Wieso allerdings in der Schweiz keine entsprechenden Studien zu den Auswirkungen auf Landsäugetiere und im Speziellen auf Huftiere gemacht werden, ist unverständlich. Nicht nur der Betrieb von solchen Anlagen, der sich logischerweise primär auf die Vogelwelt auswirkt, ist problematisch, sondern eben insbesondere auch der Bau. Der Lebensraum für wilde Landsäuger wird in der Schweiz immer knapper. Der Platzbedarf einer Windenergieanlage beschränkt sich eben nicht nur auf den eigentlichen Standort, sondern insbesondere auch auf deren Versorgungswege. Somit sind die Lebensräume der Wildsäuger auch schon bei kleinen Anlagen massiv betroffen.

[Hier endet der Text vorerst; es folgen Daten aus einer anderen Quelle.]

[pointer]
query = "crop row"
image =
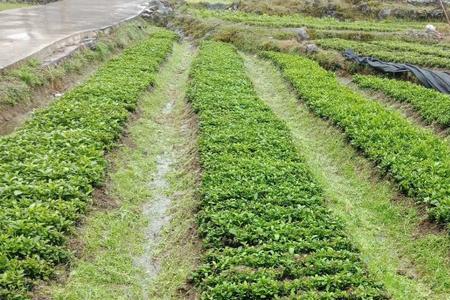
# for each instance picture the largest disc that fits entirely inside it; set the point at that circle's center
(434, 107)
(49, 167)
(416, 159)
(392, 55)
(427, 49)
(310, 22)
(263, 221)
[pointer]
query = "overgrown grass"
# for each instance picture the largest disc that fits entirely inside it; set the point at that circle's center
(19, 84)
(400, 248)
(263, 222)
(433, 106)
(113, 239)
(51, 165)
(416, 159)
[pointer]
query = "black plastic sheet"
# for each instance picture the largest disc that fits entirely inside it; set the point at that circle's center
(438, 80)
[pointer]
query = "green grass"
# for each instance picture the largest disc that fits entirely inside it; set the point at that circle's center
(416, 159)
(400, 55)
(50, 166)
(18, 85)
(266, 231)
(298, 20)
(113, 239)
(432, 106)
(387, 229)
(12, 5)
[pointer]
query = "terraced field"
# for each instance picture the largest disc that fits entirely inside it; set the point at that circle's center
(242, 159)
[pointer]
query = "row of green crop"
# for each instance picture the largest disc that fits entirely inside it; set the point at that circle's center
(434, 107)
(427, 49)
(392, 55)
(263, 220)
(310, 22)
(49, 167)
(416, 159)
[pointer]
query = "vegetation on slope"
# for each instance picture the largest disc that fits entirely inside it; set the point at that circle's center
(263, 220)
(416, 159)
(433, 106)
(49, 167)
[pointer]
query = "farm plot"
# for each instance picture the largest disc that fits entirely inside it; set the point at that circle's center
(382, 52)
(433, 107)
(263, 219)
(416, 159)
(310, 22)
(50, 166)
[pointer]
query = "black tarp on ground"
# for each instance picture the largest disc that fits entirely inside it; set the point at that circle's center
(438, 80)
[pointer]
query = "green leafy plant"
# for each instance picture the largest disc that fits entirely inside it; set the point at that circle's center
(416, 159)
(385, 53)
(50, 166)
(298, 20)
(266, 231)
(433, 106)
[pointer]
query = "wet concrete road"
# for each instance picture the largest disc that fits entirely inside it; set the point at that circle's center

Wie im Postulat erwähnt, wird in der Schweiz eine Umweltverträglichkeitsprüfung (UVP) erst ab einer installierten Leistung von 5 Megawatt vorgeschrieben, was aktuell nur auf zwei Windpärke zutrifft. Es gilt aber insbesondere zu prüfen, welchen Einfluss kleine und mittlere Windenergieanlagen auf die lokale und die grossräumige Fauna haben.
Wenn der Bundesrat in seiner Stellungnahme darauf hinweist, dass entsprechende kleinere Projekte nicht von der UVP-Pflicht ausgenommen sind, so fehlt eben genau hier die Grundlage respektive die Studie darüber, was für Landsäugetiere und im Speziellen für wildlebende Huftiere verträglich ist und was nicht. Selbst Wildkorridore von nationaler Bedeutung oder Wildruhezonen müssen heute nicht unter den relevanten Biotop- oder Landschaftsinventaren aufgeführt werden. Somit werden die Auswirkungen auf Flora und Fauna nicht genügend berücksichtigt. Um die Auswirkungen solcher Anlagen, insbesondere auch von Kleinanlagen, zu prüfen, ist die geforderte Studie unabdingbar.[GZ]
Entsprechend bitte ich Sie, das Postulat anzunehmen.